Memohonkan maaf dari lubuk hati yang terdalam. Karena aku lebih memilih diam tak memberitahu padamu tentang penyakit Kanker yang aku idap selama ini. Mas, mungkin Tuhan telah menuliskan kisah kita hanya sampai disini. Bukan berarti Tuhan tidak sayang sama kita. Aku yakin ada maksud lain dariNya.

Perpisahan ini bukanlah akhir segalanya untuk melanjutkan cintaku padamu. Karena aku yakin, perpisahan hanya untuk orang-orang yang mencintai dengan matanya. Akan berbeda denganku, yang mencintaimu dengan sepenuh hati dan jiwa. Maka, aku tidak mengenal kata perpisahan. Walaupun mungkin, ketika kau membaca surat ini aku telah tiada.

Mas, setelah kamu membaca surat ini. Aku ingin kamu tetap meneruskan angan-anganmu untuk menjadi penyair dan teruslah berbahagia. Sebeb kepergianku dari sini, aku akan tetap bisa tinggal bersama kata-kata yang kau tuliskan untukku. Aku tahu, mungkin detik ini kamu sangat sakit dan patah hati, begitupula denganku. Bagiku, patah hati itu baik, tandanya seseorang itu mencintai sunguh-sungguh.

Terakhir; Do’akan aku selalu mas, agar bisa dipertemukan dan dikumpulkan dengan para kekasihNya.

(Salam Asma Putri Nadia)

Tangis tak bisa tetahankan. Mencoba menahan setiap lula yang bergegas naik ke permukaan, aku tak mampu membendung air mata. Ah, aku terkatung-katung di ngarai keputus asaan.

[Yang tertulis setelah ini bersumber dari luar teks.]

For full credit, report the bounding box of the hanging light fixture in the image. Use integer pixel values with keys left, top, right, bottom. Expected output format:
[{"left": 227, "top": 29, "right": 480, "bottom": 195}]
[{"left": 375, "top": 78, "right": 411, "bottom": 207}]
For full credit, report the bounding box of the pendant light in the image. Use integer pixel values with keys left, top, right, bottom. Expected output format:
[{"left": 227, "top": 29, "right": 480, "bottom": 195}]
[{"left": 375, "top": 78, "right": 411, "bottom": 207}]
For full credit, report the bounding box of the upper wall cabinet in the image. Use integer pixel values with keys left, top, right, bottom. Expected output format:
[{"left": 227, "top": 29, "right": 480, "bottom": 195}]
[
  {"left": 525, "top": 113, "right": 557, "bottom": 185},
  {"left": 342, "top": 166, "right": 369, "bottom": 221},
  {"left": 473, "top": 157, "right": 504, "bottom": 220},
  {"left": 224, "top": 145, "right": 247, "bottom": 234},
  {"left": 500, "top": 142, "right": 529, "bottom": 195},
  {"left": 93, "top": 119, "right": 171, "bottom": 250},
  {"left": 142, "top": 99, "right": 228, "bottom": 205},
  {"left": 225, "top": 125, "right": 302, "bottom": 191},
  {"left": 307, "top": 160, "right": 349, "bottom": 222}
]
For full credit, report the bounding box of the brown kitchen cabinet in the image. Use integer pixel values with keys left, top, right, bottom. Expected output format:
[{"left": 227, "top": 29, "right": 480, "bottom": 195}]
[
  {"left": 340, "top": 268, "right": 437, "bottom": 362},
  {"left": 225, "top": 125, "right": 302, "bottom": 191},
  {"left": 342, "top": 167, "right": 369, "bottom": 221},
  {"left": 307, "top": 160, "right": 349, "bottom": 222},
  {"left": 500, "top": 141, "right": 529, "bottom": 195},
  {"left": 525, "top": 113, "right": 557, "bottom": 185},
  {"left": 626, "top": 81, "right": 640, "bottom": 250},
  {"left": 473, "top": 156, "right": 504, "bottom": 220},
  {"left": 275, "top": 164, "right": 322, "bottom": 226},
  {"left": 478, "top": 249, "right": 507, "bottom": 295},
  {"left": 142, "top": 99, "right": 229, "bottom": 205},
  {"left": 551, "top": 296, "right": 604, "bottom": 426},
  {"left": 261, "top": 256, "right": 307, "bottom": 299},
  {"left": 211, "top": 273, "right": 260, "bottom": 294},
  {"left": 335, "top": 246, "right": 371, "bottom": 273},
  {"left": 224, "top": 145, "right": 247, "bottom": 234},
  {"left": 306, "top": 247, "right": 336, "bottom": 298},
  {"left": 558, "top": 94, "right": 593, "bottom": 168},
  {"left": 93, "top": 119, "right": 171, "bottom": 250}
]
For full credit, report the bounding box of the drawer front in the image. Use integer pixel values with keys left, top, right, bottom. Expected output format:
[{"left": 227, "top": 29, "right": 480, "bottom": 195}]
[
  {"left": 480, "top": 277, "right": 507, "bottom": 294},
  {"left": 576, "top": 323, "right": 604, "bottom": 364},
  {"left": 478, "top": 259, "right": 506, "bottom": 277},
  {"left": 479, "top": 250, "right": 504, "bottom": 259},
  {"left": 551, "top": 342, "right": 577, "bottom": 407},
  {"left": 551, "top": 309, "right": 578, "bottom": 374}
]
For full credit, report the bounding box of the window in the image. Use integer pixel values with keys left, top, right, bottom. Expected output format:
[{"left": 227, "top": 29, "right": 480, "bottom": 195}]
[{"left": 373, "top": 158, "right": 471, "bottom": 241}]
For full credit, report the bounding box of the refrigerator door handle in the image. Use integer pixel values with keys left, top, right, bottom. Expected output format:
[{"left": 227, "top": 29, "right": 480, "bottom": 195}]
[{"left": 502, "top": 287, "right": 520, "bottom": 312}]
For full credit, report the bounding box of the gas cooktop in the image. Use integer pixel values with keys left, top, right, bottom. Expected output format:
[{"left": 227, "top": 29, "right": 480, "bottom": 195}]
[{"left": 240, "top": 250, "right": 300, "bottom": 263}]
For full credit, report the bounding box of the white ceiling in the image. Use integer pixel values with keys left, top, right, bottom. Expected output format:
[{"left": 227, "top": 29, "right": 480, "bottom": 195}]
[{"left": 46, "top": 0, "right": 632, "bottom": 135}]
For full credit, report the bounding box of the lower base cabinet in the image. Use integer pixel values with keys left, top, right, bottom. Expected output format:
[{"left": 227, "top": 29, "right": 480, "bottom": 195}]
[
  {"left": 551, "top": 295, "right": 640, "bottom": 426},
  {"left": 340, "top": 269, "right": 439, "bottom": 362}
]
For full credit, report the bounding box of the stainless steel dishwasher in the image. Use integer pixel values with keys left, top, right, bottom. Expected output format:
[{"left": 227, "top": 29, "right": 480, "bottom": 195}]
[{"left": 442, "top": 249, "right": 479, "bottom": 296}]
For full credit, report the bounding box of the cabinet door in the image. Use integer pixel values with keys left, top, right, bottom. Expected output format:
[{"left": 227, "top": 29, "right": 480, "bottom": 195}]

Ayah dan Ibunda Nadia hanya bisa terdiam, berusaha tegar dengan kenyataan yang dialaminya, seraya melihatku benar-benar menyayangi Nadia lebih dari mereka. Ija dan Tofa mencoba menenangkanku.

Memang benar, hidup adalah ketidak mengertian yang harus dimengerti ketidak mengertiannya. Mana mungkin? Seseorang yang sudah berjanji untuk hidup menua bersama. Namun, ah. Percintaan yang menyakitkan adalah dua orang kekasih yang mengaku saling mencintai, namun pada akhirnya tak bisa saling memiliki.

“Terimakasih Pak, Bun sudah memberitahu dan menjaganya. Bolehkah aku meminta untuk diantarkan ke makam Nadia?” 

 “Iya nak, mari kita bergegas.” Jawab Ayah Nadia.